The bet is to take no salary and take compensation only if the market cap becomes $650 million and achieves operational efficiencies.
Recently, Tesla announced a ‘Long Term Performance Award’, which ensures that founder Elon Musk remains as the CEO of Tesla for the next decade. Musk has set himself a series of goals, which will make Tesla be valued at $650 billion, making him the richest man on the planet then. The compensation is tied to market capitalisation and operational milestones, a move Indian entrepreneurs should sit up and take notice of.
In a statement released by Tesla, the team says in order to fully vest, Tesla's market cap would have to grow to $650 billion (an increase of almost $600 billion), and important revenue and profitability goals would also have to be achieved. The award is modeled after Musk's 2012 performance award, which helped bring about a more-than-17-fold increase in Tesla's market cap in the five years after it was put in place.
Musk will receive no guaranteed compensation of any kind - no salary, no cash bonuses, and no equity that vests simply by the passage of time. Instead, Musk's only compensation will be a 100-percent at-risk performance award, which ensures that he will be compensated only if Tesla and all of its shareholders do extraordinarily well. Since all Tesla employees are provided equity, this would also mean that Musk's compensation is tied to everyone’s success at Tesla. Here are the details of the performance matrix.
The performance award consists of a 10-year grant, of stock options, which will vest in 12 tranches. Each of the 12 tranches vest only if the pair of milestones are both met.
For each of the 12 tranches that is achieved, Musk will vest in stock options that correspond to one percent of Tesla's current total outstanding shares (one percent of that amount is approximately 1.69 million shares). If none of the 12 tranches is achieved, Musk will go without any compensation.
For vesting to occur when the milestones are met, Musk must remain as Tesla's CEO or serve as both Executive Chairman and Chief Product Officer, in each case with all leadership ultimately reporting to him. This is a move to ensure that Musk will continue to lead Tesla's management over the long term while also providing the flexibility to bring in another CEO who would report to him at some point in the future. This move is patterned after 2012 performance award
This new performance award is similar to the structure of Elon's last compensation award, which was put in place in 2012. Under that plan, Musk was awarded stock options that vested only if the company's market cap continued to increase in $4-billion increments, and if it achieved matching operational milestones, including vehicle production targets and developmental milestones relating to the Model X and Model 3 programmes. While these milestones were viewed at the time as very difficult to achieve, all of the market cap milestones and nine of the 10 operational milestones have been achieved. That plan was instrumental in helping Tesla complete the roadmap laid out in its original Master Plan, and in ensuring that Musk only received compensation based on the enormous success of the company, its employees, and all its other shareholders.

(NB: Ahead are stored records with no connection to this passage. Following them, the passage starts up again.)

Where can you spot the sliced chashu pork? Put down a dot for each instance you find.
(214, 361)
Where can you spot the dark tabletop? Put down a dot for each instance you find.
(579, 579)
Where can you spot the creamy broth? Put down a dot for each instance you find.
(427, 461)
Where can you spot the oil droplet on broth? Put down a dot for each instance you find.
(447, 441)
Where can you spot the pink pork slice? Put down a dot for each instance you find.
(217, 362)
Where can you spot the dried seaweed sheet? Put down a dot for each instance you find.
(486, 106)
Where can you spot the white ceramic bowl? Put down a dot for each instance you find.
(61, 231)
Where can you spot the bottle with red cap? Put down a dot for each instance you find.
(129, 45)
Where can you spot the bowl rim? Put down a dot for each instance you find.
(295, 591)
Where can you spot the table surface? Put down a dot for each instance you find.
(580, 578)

As with the 2012 plan and Tesla's original Master Plan, the new performance award has been designed so that Tesla and Musk remain tightly aligned with shareholder interests as they now execute on Master Plan, Part Deux - continuing to build what is the world's first vertically-integrated sustainable energy company, from generation to storage to consumption. The next phase of Tesla's development, the company maintains, will include expanding solar energy generation through solar roof and other solar products and seamlessly integrating them with battery storage, building out the company's vehicle product line to cover all major forms of terrestrial transport, continuing to advance autonomous technology to create a fully-self driving future, and enabling sharing.